Somewhat surprisingly, however, the study found two non-oil spill events – one natural and one manmade – that appear to have caused significant changes in Sound fisheries. And one of them, a naturally occurring spill of fresh water, appears to be what crippled herring stocks there.
Exxon has long been blamed for the collapse of herring, which once supported a fishery worth $6 to $11 million per year, but the new study funded by the Exxon Valdez Oil Spill Trustee Council, a government entity established to track the Sound’s recovery in the wake of the spill, fingers fresh water as the real culprit.

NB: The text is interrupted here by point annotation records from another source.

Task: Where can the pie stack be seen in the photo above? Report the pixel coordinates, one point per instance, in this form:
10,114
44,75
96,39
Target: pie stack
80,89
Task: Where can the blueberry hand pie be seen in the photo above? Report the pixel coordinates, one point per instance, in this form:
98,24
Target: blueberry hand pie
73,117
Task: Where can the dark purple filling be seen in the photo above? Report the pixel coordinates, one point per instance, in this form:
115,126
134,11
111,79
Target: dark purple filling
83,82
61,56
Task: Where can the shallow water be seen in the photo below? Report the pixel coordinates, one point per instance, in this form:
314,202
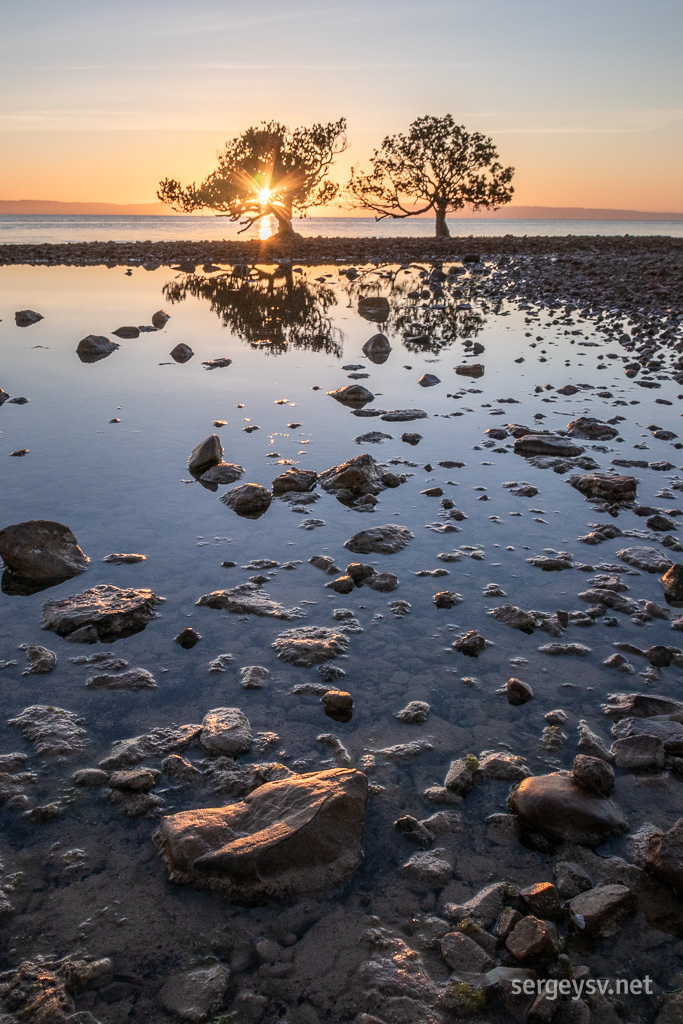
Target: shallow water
124,486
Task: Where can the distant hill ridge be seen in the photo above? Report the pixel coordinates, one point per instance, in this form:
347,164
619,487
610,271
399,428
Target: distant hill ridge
52,207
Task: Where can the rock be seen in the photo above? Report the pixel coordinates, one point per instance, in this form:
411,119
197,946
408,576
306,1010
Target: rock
134,679
249,500
222,472
543,900
359,475
225,730
352,394
253,677
532,941
570,879
109,610
471,643
374,307
547,444
608,486
515,617
593,774
447,599
602,910
308,645
207,453
385,540
518,691
53,731
377,348
41,660
415,713
664,856
647,559
160,318
555,805
461,953
134,779
470,370
126,753
429,867
460,775
403,415
639,754
121,558
294,479
296,836
27,317
588,426
187,638
181,352
248,599
338,705
672,582
94,347
41,551
196,994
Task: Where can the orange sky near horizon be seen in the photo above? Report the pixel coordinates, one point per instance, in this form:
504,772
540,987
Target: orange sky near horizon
583,98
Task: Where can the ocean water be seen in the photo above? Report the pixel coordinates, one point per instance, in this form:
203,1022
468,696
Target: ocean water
17,228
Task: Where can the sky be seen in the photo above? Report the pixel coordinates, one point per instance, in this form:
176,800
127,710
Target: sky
584,97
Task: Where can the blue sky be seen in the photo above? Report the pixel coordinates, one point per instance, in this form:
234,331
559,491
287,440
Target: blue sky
585,99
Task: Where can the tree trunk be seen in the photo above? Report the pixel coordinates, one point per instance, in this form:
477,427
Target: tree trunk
441,226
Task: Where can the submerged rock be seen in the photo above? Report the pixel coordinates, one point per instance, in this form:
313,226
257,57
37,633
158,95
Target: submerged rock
94,347
107,612
249,500
307,645
385,540
41,550
248,599
287,838
53,731
555,805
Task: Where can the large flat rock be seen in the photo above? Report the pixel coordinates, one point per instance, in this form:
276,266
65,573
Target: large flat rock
296,836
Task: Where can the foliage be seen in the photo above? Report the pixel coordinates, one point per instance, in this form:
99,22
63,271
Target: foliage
438,166
266,170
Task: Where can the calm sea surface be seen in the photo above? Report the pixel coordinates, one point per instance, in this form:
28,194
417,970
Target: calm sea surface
36,228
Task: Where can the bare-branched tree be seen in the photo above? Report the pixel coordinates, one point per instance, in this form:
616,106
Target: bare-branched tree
266,170
436,166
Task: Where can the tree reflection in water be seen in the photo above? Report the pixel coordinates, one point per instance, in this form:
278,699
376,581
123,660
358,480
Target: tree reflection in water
273,309
429,310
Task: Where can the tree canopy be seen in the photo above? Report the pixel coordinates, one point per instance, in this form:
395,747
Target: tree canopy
438,166
266,170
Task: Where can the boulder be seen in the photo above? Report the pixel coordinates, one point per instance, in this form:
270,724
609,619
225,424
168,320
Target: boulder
595,430
547,444
296,836
672,582
249,500
207,453
609,486
385,540
94,347
294,479
103,612
555,805
226,731
42,551
664,855
352,394
377,348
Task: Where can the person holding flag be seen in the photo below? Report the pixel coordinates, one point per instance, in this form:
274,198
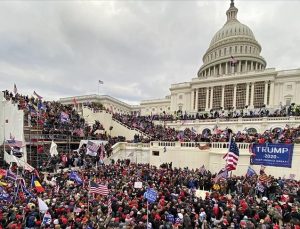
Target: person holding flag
232,156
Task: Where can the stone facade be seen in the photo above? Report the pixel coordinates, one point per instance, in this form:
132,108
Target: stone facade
233,76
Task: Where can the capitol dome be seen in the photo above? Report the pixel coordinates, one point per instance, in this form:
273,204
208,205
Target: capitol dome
233,49
231,29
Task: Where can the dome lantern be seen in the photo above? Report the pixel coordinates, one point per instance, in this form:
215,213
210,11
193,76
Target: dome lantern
231,12
234,42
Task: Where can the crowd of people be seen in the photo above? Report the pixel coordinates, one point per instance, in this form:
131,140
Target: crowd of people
163,133
281,111
234,202
54,119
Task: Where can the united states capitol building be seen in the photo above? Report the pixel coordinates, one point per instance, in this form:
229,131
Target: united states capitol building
233,76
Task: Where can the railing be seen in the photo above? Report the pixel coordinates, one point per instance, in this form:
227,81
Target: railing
131,128
212,145
230,120
56,137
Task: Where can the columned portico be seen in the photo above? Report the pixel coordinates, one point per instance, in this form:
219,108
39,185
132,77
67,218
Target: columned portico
211,97
252,95
266,93
234,96
223,94
207,101
247,94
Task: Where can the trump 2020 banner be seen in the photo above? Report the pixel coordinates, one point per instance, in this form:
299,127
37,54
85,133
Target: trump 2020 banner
279,155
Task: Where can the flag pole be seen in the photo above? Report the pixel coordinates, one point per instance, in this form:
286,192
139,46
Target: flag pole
230,138
89,197
147,215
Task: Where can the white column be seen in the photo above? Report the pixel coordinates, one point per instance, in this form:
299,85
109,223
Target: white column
247,94
207,95
193,99
266,93
223,94
271,100
196,105
211,97
252,95
234,96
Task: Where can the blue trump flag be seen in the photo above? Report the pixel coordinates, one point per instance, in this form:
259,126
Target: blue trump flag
4,195
250,172
150,195
74,176
278,155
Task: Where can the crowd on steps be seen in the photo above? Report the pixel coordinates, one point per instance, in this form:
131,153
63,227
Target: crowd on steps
106,196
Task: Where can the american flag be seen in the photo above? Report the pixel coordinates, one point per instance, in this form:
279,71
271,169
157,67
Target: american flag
56,189
263,177
11,175
202,170
233,61
223,173
232,156
37,95
109,206
98,189
92,148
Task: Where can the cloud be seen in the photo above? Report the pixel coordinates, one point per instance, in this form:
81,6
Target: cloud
138,48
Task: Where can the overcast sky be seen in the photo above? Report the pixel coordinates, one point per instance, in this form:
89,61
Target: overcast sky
137,48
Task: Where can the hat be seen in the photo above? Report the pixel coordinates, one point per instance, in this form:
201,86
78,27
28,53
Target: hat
55,221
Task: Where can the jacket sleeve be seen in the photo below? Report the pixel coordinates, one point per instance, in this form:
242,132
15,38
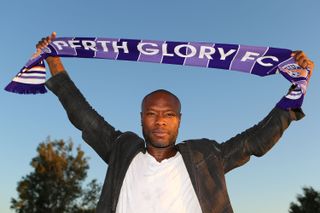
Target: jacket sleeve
258,139
98,133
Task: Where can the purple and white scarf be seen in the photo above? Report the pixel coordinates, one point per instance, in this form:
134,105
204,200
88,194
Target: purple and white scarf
261,61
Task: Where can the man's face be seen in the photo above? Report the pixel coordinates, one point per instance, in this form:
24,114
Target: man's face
160,118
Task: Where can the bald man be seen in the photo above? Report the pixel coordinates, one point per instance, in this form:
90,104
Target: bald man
155,174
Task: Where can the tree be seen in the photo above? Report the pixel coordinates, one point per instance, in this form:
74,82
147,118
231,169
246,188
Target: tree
307,203
55,184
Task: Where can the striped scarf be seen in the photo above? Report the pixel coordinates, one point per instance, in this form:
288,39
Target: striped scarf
261,61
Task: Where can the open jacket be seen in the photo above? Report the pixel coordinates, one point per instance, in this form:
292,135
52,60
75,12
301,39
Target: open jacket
206,160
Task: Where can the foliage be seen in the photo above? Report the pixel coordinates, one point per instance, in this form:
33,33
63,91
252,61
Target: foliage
307,203
55,184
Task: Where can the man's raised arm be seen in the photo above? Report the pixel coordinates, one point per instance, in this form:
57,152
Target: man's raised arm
260,138
99,134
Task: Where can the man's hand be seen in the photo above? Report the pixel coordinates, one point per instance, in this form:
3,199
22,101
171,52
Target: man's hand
55,64
303,61
296,93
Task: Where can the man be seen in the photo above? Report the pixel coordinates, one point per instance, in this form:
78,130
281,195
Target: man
155,174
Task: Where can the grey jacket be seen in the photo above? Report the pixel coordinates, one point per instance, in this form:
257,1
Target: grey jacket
206,160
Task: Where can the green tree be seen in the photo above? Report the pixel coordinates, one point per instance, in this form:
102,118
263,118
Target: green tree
309,202
56,182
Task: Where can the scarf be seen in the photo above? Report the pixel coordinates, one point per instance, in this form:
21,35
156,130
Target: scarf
261,61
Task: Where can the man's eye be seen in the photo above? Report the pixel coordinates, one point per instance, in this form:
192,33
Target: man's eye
171,114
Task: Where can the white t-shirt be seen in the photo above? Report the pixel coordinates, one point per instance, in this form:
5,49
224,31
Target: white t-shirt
157,187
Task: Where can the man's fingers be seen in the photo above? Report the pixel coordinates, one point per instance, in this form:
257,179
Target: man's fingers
53,35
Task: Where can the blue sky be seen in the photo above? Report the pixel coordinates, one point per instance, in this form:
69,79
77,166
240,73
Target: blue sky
215,104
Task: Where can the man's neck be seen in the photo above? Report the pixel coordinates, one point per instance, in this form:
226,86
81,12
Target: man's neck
161,153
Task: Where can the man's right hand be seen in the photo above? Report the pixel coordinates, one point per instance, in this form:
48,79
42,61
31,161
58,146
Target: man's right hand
54,63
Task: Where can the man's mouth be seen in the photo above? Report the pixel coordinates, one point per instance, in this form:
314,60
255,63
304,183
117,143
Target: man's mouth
159,132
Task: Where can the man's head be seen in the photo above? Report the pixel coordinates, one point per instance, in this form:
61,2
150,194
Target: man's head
160,118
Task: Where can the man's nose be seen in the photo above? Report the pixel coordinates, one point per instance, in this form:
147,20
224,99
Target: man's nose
160,120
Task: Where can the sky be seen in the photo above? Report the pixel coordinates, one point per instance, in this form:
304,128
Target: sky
216,104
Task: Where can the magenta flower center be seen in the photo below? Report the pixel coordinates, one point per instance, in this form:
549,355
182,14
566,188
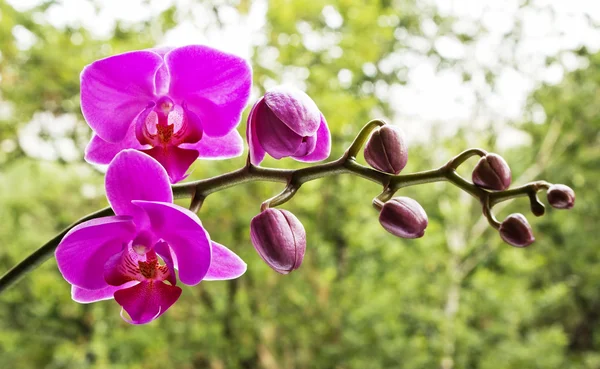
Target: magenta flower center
138,263
167,124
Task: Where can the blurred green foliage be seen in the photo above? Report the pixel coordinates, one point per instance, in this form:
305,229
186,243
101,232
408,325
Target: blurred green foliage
457,298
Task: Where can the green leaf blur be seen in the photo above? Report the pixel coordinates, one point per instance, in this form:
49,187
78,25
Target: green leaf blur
457,298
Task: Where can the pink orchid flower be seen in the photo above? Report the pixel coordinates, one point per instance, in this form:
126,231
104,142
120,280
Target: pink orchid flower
120,256
176,105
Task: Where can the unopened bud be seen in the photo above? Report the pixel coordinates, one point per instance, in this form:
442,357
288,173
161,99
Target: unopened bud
279,238
561,196
516,231
386,150
403,217
492,172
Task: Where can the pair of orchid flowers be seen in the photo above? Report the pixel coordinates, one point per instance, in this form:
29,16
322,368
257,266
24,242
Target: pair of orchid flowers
153,113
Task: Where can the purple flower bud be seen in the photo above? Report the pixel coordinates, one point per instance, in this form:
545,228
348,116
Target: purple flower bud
403,217
279,238
516,231
386,150
561,196
286,122
492,172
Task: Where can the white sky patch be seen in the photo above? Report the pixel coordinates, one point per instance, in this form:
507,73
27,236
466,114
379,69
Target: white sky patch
47,137
432,97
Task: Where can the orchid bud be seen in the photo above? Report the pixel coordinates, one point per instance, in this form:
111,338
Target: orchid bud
386,150
403,217
279,238
492,172
561,196
516,231
286,122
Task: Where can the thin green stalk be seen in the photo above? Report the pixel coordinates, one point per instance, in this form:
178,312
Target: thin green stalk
199,190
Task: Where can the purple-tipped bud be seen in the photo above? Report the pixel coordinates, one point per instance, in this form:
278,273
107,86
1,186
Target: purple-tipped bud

“Herring productivity was most strongly affected by changing environmental conditions,” the study says, “specifically, freshwater discharge into the Gulf of Alaska was linked to a series of recruitment failures—before, during, and after EVOS (Exxon Valdez Oil Spill).”
And the other big factor driving significant environmental changes in the Sound?
The annual spills of hundreds of millions of pink salmon fry.